Diyelim Vakko'dan aldığınız en pahalı armağanın parasını kaç bin insan bölüşüyor, bir düşünün?.
O bir tek gül, Antalya'daki seralardan geliyor. O seralarda kaç bin insan çalışıyor.. Ya çiçekleri taşıyan TIR'lara kaç kişi taşıyor. TIR'ları kaç kişi yüklüyor, sürüyor, boşaltıyor. Çiçek halinde kaç kişi çalışıyor?. O halden kaç çiçekçi dükkânı alıyor?. O dükkânlarda kaç kişi çalışıyor?.
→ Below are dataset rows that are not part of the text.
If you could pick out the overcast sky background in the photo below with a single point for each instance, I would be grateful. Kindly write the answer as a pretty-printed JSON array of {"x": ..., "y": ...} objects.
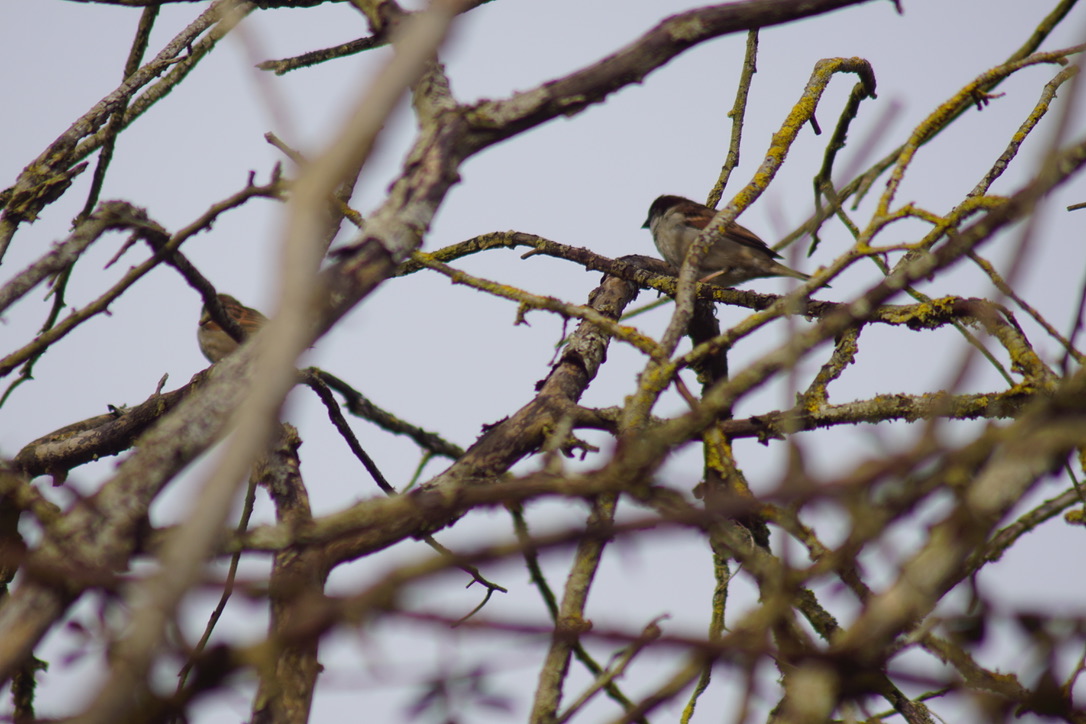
[{"x": 449, "y": 358}]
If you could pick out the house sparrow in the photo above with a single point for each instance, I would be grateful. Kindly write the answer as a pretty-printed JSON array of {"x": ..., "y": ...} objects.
[
  {"x": 214, "y": 342},
  {"x": 737, "y": 256}
]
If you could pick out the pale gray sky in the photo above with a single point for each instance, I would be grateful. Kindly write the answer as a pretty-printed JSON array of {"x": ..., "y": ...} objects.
[{"x": 450, "y": 358}]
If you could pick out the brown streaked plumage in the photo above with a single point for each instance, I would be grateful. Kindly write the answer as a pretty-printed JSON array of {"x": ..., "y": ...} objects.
[
  {"x": 214, "y": 342},
  {"x": 737, "y": 256}
]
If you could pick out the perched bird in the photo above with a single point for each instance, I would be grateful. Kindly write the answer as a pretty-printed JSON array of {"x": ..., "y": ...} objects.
[
  {"x": 214, "y": 342},
  {"x": 737, "y": 256}
]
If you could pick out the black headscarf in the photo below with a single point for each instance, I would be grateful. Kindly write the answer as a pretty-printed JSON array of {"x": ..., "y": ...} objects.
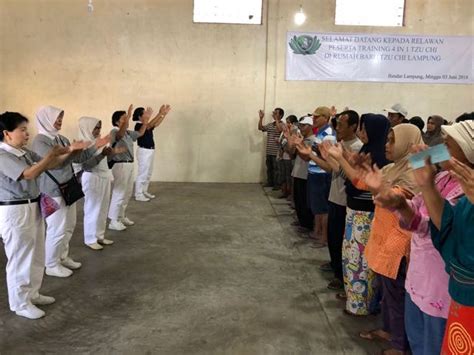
[{"x": 377, "y": 128}]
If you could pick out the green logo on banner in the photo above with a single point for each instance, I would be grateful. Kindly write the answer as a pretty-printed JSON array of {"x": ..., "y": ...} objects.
[{"x": 305, "y": 44}]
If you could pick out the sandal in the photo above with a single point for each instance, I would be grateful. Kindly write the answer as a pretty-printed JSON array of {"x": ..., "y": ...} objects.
[{"x": 376, "y": 334}]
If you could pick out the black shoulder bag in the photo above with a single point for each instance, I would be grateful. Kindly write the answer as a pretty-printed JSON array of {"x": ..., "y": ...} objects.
[{"x": 71, "y": 190}]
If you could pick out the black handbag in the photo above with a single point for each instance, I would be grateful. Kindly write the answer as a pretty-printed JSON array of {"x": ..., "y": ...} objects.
[{"x": 70, "y": 190}]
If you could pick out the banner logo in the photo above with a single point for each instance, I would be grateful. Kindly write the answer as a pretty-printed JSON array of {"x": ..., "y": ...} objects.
[{"x": 304, "y": 44}]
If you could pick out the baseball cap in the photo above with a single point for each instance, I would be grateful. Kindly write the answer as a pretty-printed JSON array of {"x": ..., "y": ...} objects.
[
  {"x": 463, "y": 134},
  {"x": 397, "y": 108},
  {"x": 322, "y": 111},
  {"x": 307, "y": 120}
]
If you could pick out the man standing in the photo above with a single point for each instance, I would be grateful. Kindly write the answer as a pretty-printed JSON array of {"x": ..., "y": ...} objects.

Ya çikolata.. Dünyanın en ünlü çikolata markası Godiva'yı artık biz satın aldık. Belçika'dan satın aldık üstelik. Ülker aldı.. Gururumuz oldu, Godiva.. O çikolata kaç aileyi geçindiriyor peki?.
Satın aldığınız her şey, bu ülke ekonomisine katkı.. Boş verin o sevgisiz palavracıları..
Sevgililer Günü'nüz kutlu ve de mutlu olsun, dostlarım..
***
ARKADAŞ... DOST... SEVGİLİ...
İki insan arasındaki yakınlığı ifade eden üç sözcük bunlar..
Arkadaş.. Dost.. Sevgili.. Sizinkisi hangisi.. Çoğu zaman karıştırılır.. Hatta çoğu zaman bilerek karıştırılır..
"Yok canım sadece arkadaşız.." Konumuz başkalarını aldatmak için söylenen bu laf değil.. Konumuz kendi kendimizi aldatıp aldatmadığımız..
Birisini severiz.. Gerçekten severiz.. Ama nasıl severiz, niye severiz?.. Dostumuz mu, arkadaşımız mı, sevgilimiz mi?..
Çoğu zaman kendimiz bile yanıt veremeyiz bu soruya..
Oysa hiç şaşmaz bir ölçü var..
Zaman..
Ona nasıl zaman ayırıyorsunuz..
Bakın..
Yapacak bir şey bulamadınız.. Vaktiniz bomboş.. Telefon defterine bakıp birini arıyorsanız, bilin ki o arkadaştır..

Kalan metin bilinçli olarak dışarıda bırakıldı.